Peeke could see SWAT teams on the spires of the Verrazano, which spans the New York Harbor to Staten Island. Police helicopters hovered overhead. As they ran over the bridge, Peeke watched the Coast Guard and tugboats spray water in red, white, and blue.
"When we looked to the left, we saw where the towers should have been, leaving an empty feeling in our stomachs," said Peeke. Due to prior threats, "Everyone's time was incredibly fast on the bridge. We were all scared and glad to get over the bridge."
Once they hit the borough of Brooklyn, the party started. "We were the most fun they've had," noted Peeke about the New Yorkers who celebrated life as a city for the first time after Sept. 11. "People were everywhere, hanging out of windows cheering us on," laughed Peeke.
"I'm so thankful to my patient who was a holocaust survivor for encouraging us," said Peeke. "We were a part of a huge mass of humanity, finding whatever joy we could and sharing it with everyone," she said.
The police were everywhere, on top of buildings, noted Peeke. Firemen blocked streets with their fire trucks, and sat on ladders way up in the sky, waving the racers on. Peeke observed that whenever a runner ran with the red, white, and blue, there would be a roar from the crowd. Policemen and firemen would high-five each other.
"At Mile 16, crossing the Queensboro bridge into Manhattan, running down First Avenue, I felt like Rocky," said Peeke. "As we passed Sloan-Kettering, patients, doctors, administrators were all yelling for Fred's Team. It was a very emotional moment."
Throughout the race, Peeke kept a quote from Henry Ford in her mind: "Obstacles are those frightful things that appear when one loses focus of one's goal." It helped her stay fixed to the finish line, no matter what the pain.
Marathon a Metaphor
The race ended in Central Park. Teammates kept in touch with cell phones, and announced, "I made it!" after each crossed the finish line.
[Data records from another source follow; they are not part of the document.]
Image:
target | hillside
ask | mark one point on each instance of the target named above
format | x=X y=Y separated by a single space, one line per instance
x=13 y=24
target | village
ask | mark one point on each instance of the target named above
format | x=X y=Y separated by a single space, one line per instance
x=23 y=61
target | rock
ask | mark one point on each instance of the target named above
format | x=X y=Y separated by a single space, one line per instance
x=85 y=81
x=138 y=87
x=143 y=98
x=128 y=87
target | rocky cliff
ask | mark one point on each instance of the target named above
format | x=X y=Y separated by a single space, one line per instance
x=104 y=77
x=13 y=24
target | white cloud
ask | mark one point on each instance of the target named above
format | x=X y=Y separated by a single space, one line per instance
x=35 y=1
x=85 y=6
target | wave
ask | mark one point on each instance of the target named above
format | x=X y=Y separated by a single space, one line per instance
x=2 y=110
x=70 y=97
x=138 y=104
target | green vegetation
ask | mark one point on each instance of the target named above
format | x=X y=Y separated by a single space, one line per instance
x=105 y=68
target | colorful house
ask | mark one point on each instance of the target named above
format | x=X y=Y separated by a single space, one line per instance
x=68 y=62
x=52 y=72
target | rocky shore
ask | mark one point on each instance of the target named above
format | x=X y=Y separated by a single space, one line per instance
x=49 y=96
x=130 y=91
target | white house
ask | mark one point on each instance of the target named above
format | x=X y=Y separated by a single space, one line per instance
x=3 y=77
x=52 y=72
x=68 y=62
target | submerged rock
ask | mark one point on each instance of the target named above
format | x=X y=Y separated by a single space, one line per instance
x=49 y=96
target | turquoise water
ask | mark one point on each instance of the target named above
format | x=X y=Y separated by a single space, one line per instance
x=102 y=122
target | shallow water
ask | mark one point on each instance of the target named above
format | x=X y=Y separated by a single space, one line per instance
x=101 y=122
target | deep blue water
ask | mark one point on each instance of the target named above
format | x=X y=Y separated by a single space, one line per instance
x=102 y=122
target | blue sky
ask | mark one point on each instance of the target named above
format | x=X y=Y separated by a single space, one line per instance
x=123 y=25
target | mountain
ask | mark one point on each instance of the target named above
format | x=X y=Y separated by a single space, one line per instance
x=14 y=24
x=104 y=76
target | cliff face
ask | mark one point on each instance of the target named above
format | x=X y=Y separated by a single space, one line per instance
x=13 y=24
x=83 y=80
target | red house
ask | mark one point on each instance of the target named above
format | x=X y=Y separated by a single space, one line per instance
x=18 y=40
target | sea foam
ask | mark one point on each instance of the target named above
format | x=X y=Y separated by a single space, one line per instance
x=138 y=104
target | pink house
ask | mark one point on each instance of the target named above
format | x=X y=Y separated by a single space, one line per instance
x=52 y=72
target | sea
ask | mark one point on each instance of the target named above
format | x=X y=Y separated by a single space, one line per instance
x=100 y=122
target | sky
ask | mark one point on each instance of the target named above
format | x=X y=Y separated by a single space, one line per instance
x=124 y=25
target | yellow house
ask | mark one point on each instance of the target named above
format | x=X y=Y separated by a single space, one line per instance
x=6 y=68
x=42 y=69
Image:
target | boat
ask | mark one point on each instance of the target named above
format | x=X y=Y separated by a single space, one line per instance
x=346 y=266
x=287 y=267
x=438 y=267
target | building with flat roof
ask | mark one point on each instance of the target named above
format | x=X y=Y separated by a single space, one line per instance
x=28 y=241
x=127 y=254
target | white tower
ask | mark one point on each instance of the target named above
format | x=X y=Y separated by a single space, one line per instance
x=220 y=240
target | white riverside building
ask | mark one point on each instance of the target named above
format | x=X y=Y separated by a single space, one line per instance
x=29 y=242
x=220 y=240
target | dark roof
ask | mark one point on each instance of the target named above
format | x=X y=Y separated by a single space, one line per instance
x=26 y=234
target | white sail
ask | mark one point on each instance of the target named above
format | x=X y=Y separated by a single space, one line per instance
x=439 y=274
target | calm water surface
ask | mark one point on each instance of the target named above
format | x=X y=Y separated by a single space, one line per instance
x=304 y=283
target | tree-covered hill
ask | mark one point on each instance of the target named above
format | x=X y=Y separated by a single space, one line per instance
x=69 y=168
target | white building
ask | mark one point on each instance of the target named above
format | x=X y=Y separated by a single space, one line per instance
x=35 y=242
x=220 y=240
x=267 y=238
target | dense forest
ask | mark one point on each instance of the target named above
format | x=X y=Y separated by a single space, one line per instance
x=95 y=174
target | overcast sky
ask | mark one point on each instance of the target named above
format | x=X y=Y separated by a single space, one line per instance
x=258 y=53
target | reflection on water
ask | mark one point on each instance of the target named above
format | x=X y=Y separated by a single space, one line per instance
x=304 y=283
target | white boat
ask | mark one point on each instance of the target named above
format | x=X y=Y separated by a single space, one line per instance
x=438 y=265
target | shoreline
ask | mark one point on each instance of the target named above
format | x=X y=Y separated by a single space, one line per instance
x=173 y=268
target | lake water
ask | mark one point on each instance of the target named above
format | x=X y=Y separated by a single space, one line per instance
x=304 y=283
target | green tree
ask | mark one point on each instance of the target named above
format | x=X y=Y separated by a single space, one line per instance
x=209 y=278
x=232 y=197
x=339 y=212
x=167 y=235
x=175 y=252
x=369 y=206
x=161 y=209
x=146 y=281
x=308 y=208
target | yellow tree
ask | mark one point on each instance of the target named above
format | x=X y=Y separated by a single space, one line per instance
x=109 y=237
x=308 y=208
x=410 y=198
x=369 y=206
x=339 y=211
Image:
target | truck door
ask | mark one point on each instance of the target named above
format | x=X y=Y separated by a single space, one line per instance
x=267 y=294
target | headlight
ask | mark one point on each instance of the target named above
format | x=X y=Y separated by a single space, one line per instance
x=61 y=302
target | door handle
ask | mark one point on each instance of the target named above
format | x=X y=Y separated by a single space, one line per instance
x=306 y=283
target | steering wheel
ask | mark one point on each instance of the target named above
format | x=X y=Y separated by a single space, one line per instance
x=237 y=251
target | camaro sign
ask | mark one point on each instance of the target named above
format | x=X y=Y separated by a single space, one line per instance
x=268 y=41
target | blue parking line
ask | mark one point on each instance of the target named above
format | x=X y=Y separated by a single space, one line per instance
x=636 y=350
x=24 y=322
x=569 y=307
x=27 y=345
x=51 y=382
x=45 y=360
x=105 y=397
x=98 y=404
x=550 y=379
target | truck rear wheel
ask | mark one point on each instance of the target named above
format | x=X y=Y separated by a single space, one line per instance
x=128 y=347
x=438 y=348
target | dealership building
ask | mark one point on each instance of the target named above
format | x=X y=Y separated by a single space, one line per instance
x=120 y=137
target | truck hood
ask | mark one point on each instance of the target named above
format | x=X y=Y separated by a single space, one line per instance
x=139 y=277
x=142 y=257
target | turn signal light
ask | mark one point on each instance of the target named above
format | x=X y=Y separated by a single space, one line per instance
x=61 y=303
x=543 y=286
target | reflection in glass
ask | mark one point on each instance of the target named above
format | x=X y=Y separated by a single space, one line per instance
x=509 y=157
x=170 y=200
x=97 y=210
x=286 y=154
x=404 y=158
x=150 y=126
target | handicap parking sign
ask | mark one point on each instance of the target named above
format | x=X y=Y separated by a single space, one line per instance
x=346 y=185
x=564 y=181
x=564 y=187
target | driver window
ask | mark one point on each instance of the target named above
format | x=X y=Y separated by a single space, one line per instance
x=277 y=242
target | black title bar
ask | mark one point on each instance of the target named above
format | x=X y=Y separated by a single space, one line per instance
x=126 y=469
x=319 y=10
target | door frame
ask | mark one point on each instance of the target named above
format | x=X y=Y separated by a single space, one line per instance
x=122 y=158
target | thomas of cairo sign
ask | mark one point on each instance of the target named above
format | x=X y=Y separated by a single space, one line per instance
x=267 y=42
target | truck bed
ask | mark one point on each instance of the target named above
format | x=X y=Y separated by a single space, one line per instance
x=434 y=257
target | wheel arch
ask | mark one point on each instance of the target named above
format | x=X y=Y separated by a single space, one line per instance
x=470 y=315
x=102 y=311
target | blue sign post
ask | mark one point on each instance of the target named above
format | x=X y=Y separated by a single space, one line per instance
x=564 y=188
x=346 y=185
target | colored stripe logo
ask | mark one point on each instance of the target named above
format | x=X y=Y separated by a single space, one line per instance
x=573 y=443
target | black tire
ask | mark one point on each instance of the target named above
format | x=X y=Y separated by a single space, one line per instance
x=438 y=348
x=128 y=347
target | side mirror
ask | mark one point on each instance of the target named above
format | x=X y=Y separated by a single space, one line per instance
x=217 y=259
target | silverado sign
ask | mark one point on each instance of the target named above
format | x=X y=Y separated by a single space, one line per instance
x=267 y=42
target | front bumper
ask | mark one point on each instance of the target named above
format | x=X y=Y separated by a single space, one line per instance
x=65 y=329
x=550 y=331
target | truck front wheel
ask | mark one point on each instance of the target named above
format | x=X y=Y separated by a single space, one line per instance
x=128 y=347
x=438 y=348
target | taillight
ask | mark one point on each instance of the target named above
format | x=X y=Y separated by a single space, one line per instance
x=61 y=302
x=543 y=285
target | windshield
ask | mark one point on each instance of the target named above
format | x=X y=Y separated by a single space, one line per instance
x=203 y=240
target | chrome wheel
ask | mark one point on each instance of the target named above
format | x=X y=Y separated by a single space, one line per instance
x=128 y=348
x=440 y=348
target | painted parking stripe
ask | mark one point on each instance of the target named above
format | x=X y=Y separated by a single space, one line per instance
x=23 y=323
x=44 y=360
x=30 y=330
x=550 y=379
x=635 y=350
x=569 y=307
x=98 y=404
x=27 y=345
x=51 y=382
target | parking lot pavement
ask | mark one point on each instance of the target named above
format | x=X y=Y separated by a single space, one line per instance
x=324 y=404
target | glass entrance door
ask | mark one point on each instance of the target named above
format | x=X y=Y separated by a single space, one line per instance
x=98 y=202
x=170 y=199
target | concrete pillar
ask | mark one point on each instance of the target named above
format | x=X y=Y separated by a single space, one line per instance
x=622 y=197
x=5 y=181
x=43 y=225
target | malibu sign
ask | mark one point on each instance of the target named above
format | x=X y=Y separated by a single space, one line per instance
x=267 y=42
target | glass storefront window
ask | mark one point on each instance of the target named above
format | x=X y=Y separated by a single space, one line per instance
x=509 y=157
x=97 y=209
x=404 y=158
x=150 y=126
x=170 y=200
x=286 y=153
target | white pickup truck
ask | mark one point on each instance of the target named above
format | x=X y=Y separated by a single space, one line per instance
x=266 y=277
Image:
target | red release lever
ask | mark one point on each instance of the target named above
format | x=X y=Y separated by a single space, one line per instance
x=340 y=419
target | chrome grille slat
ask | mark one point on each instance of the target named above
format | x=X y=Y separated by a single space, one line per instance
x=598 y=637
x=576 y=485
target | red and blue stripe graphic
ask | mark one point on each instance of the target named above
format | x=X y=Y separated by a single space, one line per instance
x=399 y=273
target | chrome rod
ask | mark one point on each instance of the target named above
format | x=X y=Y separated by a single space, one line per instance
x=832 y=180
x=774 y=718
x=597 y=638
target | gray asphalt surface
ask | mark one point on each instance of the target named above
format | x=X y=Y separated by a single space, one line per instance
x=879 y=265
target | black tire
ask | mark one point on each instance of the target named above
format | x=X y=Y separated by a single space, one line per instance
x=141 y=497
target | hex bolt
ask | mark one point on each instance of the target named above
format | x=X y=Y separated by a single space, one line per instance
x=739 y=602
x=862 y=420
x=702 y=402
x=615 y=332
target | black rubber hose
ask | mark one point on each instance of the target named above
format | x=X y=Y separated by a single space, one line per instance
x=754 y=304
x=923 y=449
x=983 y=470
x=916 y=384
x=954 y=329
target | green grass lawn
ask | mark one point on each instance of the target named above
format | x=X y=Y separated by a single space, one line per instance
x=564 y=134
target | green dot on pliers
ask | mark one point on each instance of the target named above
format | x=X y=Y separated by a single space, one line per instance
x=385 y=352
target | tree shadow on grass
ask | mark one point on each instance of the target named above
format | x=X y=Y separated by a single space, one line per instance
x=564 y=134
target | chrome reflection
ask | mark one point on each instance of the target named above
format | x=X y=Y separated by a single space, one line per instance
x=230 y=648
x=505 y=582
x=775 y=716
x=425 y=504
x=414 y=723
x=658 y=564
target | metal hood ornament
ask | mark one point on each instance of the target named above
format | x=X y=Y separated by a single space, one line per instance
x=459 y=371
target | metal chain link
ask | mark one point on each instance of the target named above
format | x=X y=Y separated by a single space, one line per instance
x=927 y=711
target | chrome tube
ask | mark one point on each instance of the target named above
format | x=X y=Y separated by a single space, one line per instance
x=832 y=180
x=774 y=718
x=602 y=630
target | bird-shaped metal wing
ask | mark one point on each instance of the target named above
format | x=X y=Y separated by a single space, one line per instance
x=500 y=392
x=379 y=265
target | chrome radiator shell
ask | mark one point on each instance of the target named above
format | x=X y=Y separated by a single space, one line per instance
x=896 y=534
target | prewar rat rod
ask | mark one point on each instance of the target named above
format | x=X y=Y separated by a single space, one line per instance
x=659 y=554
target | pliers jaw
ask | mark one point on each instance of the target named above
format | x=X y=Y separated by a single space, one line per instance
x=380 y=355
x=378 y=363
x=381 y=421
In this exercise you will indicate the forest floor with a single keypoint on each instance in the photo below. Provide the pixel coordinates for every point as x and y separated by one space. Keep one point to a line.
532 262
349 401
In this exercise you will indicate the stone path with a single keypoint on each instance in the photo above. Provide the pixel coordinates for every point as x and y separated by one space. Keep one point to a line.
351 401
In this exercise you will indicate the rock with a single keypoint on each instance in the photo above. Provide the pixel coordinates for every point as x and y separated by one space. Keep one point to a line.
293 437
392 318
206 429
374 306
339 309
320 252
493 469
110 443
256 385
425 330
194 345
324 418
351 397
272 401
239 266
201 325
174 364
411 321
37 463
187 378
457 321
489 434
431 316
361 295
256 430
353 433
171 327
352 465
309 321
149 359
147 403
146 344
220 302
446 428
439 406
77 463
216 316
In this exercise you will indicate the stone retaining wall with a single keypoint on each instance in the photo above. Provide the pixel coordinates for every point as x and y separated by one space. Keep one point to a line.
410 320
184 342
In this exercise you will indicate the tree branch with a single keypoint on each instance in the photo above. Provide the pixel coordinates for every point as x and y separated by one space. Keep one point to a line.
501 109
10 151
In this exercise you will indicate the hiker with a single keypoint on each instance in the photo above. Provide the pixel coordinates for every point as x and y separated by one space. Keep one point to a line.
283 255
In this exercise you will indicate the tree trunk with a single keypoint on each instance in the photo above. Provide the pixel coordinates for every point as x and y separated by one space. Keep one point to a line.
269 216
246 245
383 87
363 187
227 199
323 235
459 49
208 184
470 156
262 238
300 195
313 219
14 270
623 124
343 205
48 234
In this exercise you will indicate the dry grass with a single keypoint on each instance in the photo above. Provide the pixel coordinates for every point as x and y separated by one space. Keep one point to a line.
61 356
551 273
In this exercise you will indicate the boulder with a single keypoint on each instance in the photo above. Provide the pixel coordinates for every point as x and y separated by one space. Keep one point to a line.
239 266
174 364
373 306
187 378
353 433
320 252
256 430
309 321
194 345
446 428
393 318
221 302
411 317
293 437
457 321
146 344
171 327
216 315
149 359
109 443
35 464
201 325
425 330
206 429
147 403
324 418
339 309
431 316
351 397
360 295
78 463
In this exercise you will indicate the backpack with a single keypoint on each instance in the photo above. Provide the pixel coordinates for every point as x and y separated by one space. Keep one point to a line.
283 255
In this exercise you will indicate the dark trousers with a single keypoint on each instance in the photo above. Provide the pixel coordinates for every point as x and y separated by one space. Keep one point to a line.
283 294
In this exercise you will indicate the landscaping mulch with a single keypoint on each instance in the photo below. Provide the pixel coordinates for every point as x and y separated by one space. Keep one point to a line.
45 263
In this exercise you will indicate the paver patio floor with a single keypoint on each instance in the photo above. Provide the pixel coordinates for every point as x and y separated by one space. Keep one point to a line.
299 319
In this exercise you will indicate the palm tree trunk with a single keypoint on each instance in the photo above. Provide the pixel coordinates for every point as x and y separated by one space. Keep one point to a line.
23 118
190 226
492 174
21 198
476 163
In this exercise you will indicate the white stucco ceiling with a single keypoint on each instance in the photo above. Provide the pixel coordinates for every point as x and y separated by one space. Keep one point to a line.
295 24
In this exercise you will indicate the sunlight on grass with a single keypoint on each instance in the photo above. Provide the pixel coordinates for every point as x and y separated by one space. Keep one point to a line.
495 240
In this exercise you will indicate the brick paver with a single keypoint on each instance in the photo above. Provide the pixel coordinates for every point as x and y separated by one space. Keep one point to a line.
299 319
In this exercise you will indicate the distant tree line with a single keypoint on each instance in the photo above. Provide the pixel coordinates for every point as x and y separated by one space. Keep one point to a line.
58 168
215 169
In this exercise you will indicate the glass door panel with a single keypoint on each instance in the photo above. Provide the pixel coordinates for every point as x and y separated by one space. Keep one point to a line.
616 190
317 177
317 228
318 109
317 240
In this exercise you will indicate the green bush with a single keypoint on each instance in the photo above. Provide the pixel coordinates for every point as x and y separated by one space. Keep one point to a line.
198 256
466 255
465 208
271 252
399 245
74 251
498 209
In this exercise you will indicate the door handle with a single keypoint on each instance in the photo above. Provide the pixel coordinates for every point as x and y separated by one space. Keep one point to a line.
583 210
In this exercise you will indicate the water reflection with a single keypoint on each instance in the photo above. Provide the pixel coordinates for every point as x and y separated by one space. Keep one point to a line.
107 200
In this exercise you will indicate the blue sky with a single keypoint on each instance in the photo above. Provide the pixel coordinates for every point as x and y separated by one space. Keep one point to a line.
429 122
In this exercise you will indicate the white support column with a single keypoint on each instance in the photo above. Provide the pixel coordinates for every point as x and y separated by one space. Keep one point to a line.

Their careful training paid off — all Peeke Performers finished without injury. Conley clocked in at 4:19, Peeke at 6:13, and Lawson at 7:39.
"A marathon is a metaphor for life," said Peeke, which she often points out to her patients and uses as a motto. "This [problem] sounds like that hill on the 20th mile, look past that to the goal," she explained.
"I just believe patients need mentoring," she said. "You have to live fully and breathe, and show patients they can do that, too."
"I've been able to make some incredible changes in my patients' lives," Peeke concluded. She invites others to become Peeke Performers.